Taylor Dwyer-Zeman, Katerina Friesen and Sandra Stevens participated in the November 21-22 march on the Stewart Detention Center in Lumpkin, Ga., and the annual witness calling for the closing of the School of the Americas (SOA) at Fort Benning. Traveling with them were Ted Koontz, professor emeritus of peace studies and ethics, and Matt Brown, a friend of Dwyer-Zeman and husband of AMBS student Allie Brown.
Reporting to a seminary gathering after their return, the students described how on Saturday, Nov. 21, they joined a march to the Stewart Detention Center.
Stevens pointed out the direct connection between the two places of witness and protest. “What happens with American policies through operations like SOA are contributing to the immigrants who are being held in Stewart,” she said. “The economic exploitation we do in their countries brings them here, and we economically exploit them again as we hold them in prisons as long as we want for misdemeanor crimes.”
Stewart is the largest for-profit prison in the U.S., Dwyer-Zeman explained, and of the 1800 men held there, 98.5 percent are deported. Conditions and practices, such as withholding food and medicine and placing people in solitary confinement, violate the U.S.’s own detention standards.
While joining the more than 1,000 people marching to call for closing the center, Dwyer-Zeman was aware that the center is a source of employment for people in the area. “How do we communicate that we want to shut down Stewart, but also communicate to the guards that we realize our protest has nothing to do with you. That was something I wrestled with,” he said.

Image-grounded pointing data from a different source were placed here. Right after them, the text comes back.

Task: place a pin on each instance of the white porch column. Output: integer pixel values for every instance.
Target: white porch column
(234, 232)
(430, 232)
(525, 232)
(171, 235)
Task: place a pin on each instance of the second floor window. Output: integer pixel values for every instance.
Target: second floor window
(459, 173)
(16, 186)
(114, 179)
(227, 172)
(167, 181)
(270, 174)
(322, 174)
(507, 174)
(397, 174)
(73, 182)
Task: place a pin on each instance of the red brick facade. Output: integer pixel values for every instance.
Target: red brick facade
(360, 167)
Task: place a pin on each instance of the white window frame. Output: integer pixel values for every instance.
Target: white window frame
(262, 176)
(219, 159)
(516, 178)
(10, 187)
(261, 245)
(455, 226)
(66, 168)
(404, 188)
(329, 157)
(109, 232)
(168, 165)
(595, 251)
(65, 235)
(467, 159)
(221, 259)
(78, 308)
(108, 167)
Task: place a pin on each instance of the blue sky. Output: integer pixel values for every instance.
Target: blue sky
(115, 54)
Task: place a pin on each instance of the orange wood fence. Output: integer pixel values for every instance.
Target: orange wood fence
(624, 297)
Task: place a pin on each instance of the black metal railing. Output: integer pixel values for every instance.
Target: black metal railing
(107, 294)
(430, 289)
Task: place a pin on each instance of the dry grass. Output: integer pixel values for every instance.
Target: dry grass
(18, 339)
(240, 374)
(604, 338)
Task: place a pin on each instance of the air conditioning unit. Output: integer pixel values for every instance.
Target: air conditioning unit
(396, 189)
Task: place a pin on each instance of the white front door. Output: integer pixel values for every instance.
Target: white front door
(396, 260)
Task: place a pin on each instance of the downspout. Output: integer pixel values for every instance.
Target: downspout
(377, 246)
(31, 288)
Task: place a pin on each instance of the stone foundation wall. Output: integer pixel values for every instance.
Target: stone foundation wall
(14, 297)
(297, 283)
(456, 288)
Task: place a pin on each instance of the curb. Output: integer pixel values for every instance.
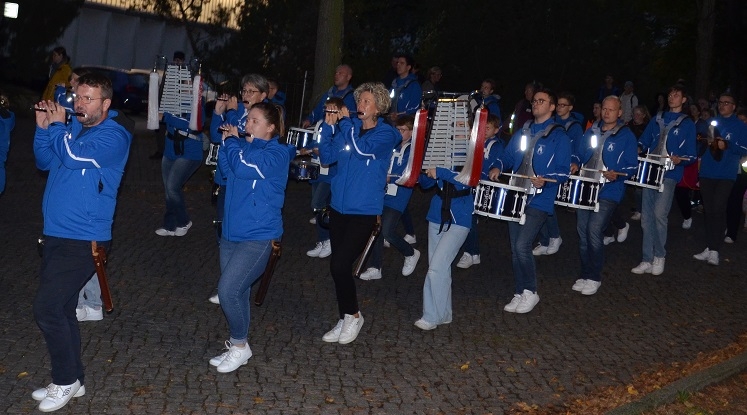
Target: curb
(691, 383)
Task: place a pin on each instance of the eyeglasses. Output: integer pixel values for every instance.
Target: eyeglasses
(85, 100)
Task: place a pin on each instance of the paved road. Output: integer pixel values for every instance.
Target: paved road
(150, 355)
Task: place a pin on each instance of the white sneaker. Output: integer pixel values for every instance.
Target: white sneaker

Sharing her reflections on the Stewart march, Friesen said, “That first morning was a really powerful recommitment time for me as a peacemaker. It was an important symbolic time for me to realize this is what I want my life to be about,” she said.
During that witness, four people crossed into an area where they were not allowed, and they were arrested. Friesen remembered, “I was overcome with emotion, seeing love in action crossing those borders. There was deep joy and smiles on their faces as they went toward a place that represented death for so many people.
“I have seen an image of Christ in a way I did not understand before,” she continued. “Part of what it means to be a Christian is knowing that death does not have the last word. Knowing that the power of life is greater than the power of death in that moment was transformative in my own commitment as a peacemaker.”
At Fort Benning, people gathered to protest the work of the School of the Americas in providing combat training for defense personnel from other countries, primarily Latin American countries. Part of the Sunday witness at SOA included naming people killed by those trained at the center; participants held up white crosses on which the names and the ages of the people were written. Then participants moved to the entrance of the Fort and placed the crosses in the chain-link fences.
Dwyer-Zeman reflected that it’s important to communicate why this kind of witness and civil disobedience is being carried out. He asked, “How could we engage in civil disobedience that has direct effects in the way the civil disobedience in the Civil Rights Movement did? We can’t get inside these walls.”
Friesen added, “I want to believe in the power of prayer and that there is something happening beyond what we know. How is what we are doing there a kind of praying and knowing that God is working and doing something to pull down walls outside of what we are doing?”
The trip was funded in part by personal contributions from members of the seminary community, and a time of prayer for the group preceded their departure.